Institute of Neuroscience, Kunming Medical University, Kunming, Yunnan, China.
Department of Neurology, Nanbu People's Hospital, Nanbu, Sichuan, China.
Biosci Rep. 2022 Sep 30;42(9). doi: 10.1042/BSR20220995.
Embolic stroke (ES) is characterized by high morbidity and mortality. Its mortality predictors remain unclear. The present study aimed to use machine learning (ML) to identify the key predictors of mortality for ES patients in the intensive care unit (ICU). Data were extracted from two large ICU databases: Medical Information Mart for Intensive Care (MIMIC)-IV for training and internal validation, and eICU Collaborative Research Database (eICU-CRD) for external validation. We developed predictive models of ES mortality based on 15 ML algorithms. We relied on the synthetic minority oversampling technique (SMOTE) to address class imbalance. Our main performance metric was area under the receiver operating characteristic (AUROC). We adopted recursive feature elimination (RFE) for feature selection. We assessed model performance using three disease-severity scoring systems as benchmarks. Of the 1566 and 207 ES patients enrolled in the two databases, there were 173 (15.70%), 73 (15.57%), and 36 (17.39%) hospital mortality in the training, internal validation, and external validation cohort, respectively. The random forest (RF) model had the largest AUROC (0.806) in the internal validation phase and was chosen as the best model. The AUROC of the RF compact (RF-COM) model containing the top six features identified by RFE was 0.795. In the external validation phase, the AUROC of the RF model was 0.838, and the RF-COM model was 0.830, outperforming other models. Our findings suggest that the RF model was the best model and the top six predictors of ES hospital mortality were Glasgow Coma Scale, white blood cell, blood urea nitrogen, bicarbonate, age, and mechanical ventilation.

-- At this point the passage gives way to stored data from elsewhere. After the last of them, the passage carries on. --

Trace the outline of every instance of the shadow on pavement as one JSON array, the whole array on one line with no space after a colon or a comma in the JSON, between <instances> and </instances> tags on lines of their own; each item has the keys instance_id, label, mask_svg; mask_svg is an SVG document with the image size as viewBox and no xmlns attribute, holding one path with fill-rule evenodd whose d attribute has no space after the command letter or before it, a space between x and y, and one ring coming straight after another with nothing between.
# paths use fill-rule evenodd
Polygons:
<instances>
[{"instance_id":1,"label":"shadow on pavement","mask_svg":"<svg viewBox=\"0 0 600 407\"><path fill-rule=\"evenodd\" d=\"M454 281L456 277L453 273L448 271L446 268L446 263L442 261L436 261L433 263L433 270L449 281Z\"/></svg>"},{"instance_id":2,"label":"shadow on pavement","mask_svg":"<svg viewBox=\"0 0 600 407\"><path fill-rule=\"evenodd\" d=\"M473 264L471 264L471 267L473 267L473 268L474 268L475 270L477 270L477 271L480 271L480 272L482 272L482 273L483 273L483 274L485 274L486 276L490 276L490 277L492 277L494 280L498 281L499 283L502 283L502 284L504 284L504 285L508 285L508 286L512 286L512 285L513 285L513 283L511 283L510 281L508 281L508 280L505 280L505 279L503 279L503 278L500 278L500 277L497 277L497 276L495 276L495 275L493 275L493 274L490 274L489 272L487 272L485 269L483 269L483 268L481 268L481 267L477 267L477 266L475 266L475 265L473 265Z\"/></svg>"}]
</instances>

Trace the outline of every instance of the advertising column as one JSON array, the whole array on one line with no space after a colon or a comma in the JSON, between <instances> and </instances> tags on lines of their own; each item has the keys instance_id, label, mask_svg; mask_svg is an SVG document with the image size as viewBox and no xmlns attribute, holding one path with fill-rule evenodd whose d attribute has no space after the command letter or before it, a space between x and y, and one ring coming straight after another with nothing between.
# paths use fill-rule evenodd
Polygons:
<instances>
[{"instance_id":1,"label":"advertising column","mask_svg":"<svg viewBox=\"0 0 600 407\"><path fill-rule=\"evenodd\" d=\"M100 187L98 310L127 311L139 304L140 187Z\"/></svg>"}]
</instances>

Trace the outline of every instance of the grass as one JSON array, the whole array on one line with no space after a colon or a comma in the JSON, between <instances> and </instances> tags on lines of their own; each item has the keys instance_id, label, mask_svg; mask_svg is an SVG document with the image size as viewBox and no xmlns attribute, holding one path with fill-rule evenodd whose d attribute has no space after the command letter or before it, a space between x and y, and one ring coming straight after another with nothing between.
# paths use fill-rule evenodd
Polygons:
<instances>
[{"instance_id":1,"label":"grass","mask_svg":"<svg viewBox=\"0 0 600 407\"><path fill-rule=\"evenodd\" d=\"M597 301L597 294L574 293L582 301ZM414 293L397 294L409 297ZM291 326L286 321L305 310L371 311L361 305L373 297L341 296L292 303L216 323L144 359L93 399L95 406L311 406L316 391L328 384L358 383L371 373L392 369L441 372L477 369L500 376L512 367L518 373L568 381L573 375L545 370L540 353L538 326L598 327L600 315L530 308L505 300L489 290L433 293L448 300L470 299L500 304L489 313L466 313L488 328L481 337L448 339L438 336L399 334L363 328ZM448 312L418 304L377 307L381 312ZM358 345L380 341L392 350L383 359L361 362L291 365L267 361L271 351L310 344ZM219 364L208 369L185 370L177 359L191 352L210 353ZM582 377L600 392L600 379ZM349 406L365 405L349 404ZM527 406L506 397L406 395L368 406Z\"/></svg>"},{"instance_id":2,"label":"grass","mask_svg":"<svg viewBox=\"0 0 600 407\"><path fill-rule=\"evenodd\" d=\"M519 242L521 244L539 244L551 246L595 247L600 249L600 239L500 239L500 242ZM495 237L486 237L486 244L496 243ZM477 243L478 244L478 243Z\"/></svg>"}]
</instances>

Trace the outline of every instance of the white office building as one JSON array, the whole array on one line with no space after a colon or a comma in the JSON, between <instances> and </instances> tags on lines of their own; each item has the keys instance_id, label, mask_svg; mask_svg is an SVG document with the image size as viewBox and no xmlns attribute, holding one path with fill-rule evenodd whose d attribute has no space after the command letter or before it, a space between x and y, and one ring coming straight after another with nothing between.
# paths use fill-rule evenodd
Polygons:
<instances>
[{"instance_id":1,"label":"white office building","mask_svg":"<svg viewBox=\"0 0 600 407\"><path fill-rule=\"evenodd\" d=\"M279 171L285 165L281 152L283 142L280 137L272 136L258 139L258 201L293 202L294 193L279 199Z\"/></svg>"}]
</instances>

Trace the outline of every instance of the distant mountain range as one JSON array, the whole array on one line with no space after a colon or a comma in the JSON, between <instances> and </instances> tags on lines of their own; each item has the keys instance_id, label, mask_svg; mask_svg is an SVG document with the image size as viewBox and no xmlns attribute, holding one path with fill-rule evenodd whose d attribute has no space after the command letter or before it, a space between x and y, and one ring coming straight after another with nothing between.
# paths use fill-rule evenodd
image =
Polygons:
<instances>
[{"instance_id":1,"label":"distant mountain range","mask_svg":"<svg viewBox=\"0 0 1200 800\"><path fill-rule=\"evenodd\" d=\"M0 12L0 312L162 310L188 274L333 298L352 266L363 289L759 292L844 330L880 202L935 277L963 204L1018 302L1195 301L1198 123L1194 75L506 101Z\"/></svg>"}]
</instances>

脑栓塞(ES)的特点是发病率和死亡率高。其死亡率预测因素仍不清楚。本研究旨在使用机器学习(ML)识别重症监护病房(ICU)中 ES 患者死亡的关键预测因素。数据从两个大型 ICU 数据库中提取:用于训练和内部验证的医疗信息集市重症监护(MIMIC-IV)和 eICU 协作研究数据库(eICU-CRD)用于外部验证。我们基于 15 种 ML 算法开发了 ES 死亡率预测模型。我们依赖于合成少数过采样技术(SMOTE)来解决类别不平衡问题。我们的主要性能指标是接收者操作特征曲线下的面积(AUROC)。我们采用递归特征消除(RFE)进行特征选择。我们使用三种疾病严重程度评分系统作为基准来评估模型性能。在两个数据库中,共有 1566 名和 207 名 ES 患者入组,训练组、内部验证组和外部验证组的住院死亡率分别为 173 例(15.70%)、73 例(15.57%)和 36 例(17.39%)。随机森林(RF)模型在内部验证阶段的 AUROC 最大(0.806),被选为最佳模型。包含 RFE 确定的前六个特征的 RF 精简模型(RF-COM)的 AUROC 为 0.795。在外部验证阶段,RF 模型的 AUROC 为 0.838,RF-COM 模型为 0.830,均优于其他模型。我们的研究结果表明,RF 模型是最佳模型,ES 住院死亡率的前六个预测因素是格拉斯哥昏迷量表、白细胞、血尿素氮、碳酸氢盐、年龄和机械通气。